European food producers have expressed their dismay at major reforms to the Common Agricultural Policy (CAP) requiring them to leave major proportions of farmland in a natural state.
European Union (EU) producers organisation COPA-COGECA was reacting to proposals released today (12 October) by the European Commission to upgrade the CAP that requires 7% of farms to be conserved as field margins, hedges, trees, fallow land, landscape features, biotopes, buffer strips and forest areas.
On top of that, there must be areas of permanent grassland, which do not have to be grazed by livestock.

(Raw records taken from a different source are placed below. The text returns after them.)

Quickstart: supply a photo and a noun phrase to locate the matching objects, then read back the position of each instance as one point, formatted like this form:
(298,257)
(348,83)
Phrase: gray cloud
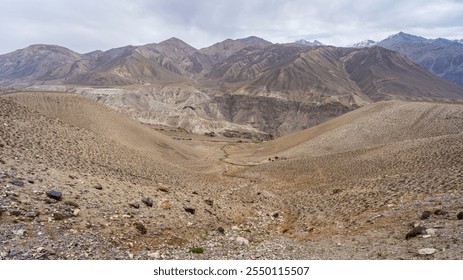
(88,25)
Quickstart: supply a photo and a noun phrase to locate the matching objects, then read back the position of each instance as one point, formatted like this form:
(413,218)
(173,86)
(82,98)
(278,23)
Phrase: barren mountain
(246,87)
(221,51)
(37,63)
(440,56)
(81,181)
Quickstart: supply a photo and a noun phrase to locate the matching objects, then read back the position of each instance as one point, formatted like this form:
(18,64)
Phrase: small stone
(242,241)
(156,255)
(426,251)
(163,188)
(415,232)
(440,212)
(141,228)
(19,232)
(32,214)
(134,205)
(425,215)
(190,210)
(17,183)
(54,194)
(147,201)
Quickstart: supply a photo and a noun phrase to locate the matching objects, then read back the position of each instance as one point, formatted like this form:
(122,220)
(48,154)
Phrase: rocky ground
(70,189)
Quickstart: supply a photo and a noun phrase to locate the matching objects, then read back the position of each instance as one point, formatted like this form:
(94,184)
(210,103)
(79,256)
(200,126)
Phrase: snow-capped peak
(365,44)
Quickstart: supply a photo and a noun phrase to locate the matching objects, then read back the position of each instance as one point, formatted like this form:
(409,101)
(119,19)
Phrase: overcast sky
(87,25)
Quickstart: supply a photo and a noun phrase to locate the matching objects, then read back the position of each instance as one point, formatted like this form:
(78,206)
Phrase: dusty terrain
(355,187)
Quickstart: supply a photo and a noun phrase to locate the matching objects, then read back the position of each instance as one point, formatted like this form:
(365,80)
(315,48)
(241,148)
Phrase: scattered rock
(190,210)
(59,216)
(17,183)
(440,212)
(156,255)
(54,194)
(415,232)
(425,215)
(71,203)
(242,241)
(426,251)
(32,214)
(19,232)
(141,228)
(134,205)
(431,231)
(163,188)
(147,201)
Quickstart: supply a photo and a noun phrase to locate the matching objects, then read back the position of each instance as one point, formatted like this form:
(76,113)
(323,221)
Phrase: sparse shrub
(197,250)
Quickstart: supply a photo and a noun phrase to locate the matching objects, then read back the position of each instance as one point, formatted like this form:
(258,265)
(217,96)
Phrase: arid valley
(243,150)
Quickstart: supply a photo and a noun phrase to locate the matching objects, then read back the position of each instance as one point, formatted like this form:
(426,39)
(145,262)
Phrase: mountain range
(246,87)
(440,56)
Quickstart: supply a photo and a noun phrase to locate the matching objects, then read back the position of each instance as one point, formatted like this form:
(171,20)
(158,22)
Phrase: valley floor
(382,182)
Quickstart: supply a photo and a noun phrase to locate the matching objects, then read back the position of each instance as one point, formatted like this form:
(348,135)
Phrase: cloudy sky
(87,25)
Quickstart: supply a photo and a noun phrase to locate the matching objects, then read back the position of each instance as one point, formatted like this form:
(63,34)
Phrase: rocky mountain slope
(81,181)
(246,87)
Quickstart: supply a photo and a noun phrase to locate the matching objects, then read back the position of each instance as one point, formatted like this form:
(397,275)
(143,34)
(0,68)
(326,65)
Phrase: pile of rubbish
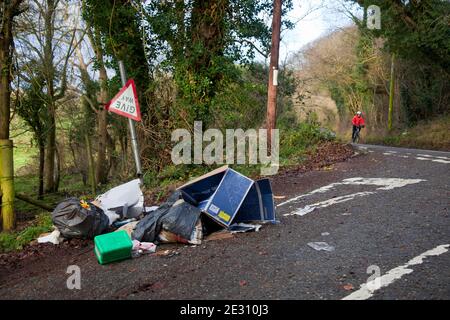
(222,201)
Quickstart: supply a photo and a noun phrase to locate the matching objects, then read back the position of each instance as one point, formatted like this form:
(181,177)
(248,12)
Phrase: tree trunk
(273,73)
(9,10)
(50,185)
(41,169)
(91,169)
(102,114)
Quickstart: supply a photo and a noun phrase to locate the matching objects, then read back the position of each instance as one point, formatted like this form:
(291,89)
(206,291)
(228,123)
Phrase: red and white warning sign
(125,103)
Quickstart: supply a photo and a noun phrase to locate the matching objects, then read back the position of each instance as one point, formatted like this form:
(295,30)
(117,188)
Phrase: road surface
(384,214)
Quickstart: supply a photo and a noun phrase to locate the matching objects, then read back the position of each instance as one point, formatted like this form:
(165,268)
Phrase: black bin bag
(75,221)
(178,215)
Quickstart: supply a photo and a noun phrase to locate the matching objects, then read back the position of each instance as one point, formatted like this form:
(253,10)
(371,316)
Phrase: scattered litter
(214,206)
(79,219)
(229,197)
(140,248)
(121,223)
(321,246)
(244,227)
(176,216)
(112,247)
(54,237)
(348,287)
(150,209)
(129,227)
(124,201)
(220,235)
(167,253)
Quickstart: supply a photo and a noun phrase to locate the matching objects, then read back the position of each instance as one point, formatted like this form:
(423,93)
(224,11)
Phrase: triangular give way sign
(125,103)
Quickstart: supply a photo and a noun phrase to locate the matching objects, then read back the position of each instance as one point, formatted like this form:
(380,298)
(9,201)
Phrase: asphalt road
(385,212)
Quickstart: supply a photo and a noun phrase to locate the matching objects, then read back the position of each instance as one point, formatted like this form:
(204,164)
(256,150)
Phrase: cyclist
(358,123)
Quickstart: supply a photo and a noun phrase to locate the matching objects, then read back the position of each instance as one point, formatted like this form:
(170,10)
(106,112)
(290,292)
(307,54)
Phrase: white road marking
(434,160)
(383,183)
(367,290)
(327,203)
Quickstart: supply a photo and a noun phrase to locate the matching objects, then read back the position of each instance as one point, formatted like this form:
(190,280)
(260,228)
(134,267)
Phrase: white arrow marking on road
(367,290)
(434,160)
(383,183)
(327,203)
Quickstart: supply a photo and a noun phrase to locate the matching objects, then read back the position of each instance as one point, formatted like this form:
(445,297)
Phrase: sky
(316,18)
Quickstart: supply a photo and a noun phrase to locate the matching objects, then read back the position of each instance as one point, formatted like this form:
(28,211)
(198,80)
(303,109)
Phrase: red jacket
(358,121)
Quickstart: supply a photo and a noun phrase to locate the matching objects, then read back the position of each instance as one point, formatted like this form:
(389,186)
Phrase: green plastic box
(114,246)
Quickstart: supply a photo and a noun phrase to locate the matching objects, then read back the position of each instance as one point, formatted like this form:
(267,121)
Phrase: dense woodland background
(206,60)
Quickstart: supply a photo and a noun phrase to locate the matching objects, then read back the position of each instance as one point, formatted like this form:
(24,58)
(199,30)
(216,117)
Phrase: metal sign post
(134,142)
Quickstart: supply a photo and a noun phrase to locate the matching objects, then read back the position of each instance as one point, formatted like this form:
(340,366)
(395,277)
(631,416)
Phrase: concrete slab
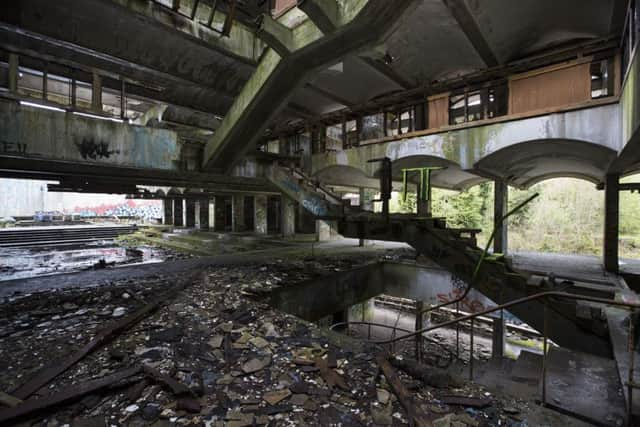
(585,385)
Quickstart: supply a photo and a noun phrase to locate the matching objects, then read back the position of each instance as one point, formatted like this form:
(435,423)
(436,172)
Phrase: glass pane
(111,102)
(30,82)
(333,137)
(58,89)
(83,95)
(372,127)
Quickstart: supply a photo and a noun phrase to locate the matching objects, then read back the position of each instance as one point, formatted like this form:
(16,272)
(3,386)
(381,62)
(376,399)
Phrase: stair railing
(538,296)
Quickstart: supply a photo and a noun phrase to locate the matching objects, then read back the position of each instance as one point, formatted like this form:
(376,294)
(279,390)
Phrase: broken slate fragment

“It does not make sense to require every single farm to stop producing on a certain percentage of their land (ecological set-aside) when world food demand is set to rise by 70% by 2050 and production is threatened by more extremes of drought, flooding and storms,” said COPA-COGECA.
The European Commission, however, said its proposal was balanced, with agriculture Commissioner Dacian Ciolos saying his proposed reforms involved “a new partnership between Europe and its farmers in order to meet the challenges of food security, sustainable use of natural resources and growth”.
A key element of the changes is strengthening the EU’s ability to respond to commodity crises, which have buffeted Europe in recent years, for instance collapsing dairy and pork prices, plus the recent E. coli outbreak. Under the reforms, a new ‘safeguard’ power would enable the Commission to “take emergency measures to respond to general market disturbances”.
The proposals confirm that the EU’s quota restrictions on sugar production will expire in September 2015 and subsidies to food suppliers will become standardised across the EU, with all member states being told to ensure uniform payments per hectare at a national or regional level by 2019.
The proposals will now be discussed by the EU Council of Ministers and the European Parliament who now share decision making powers over the CAP.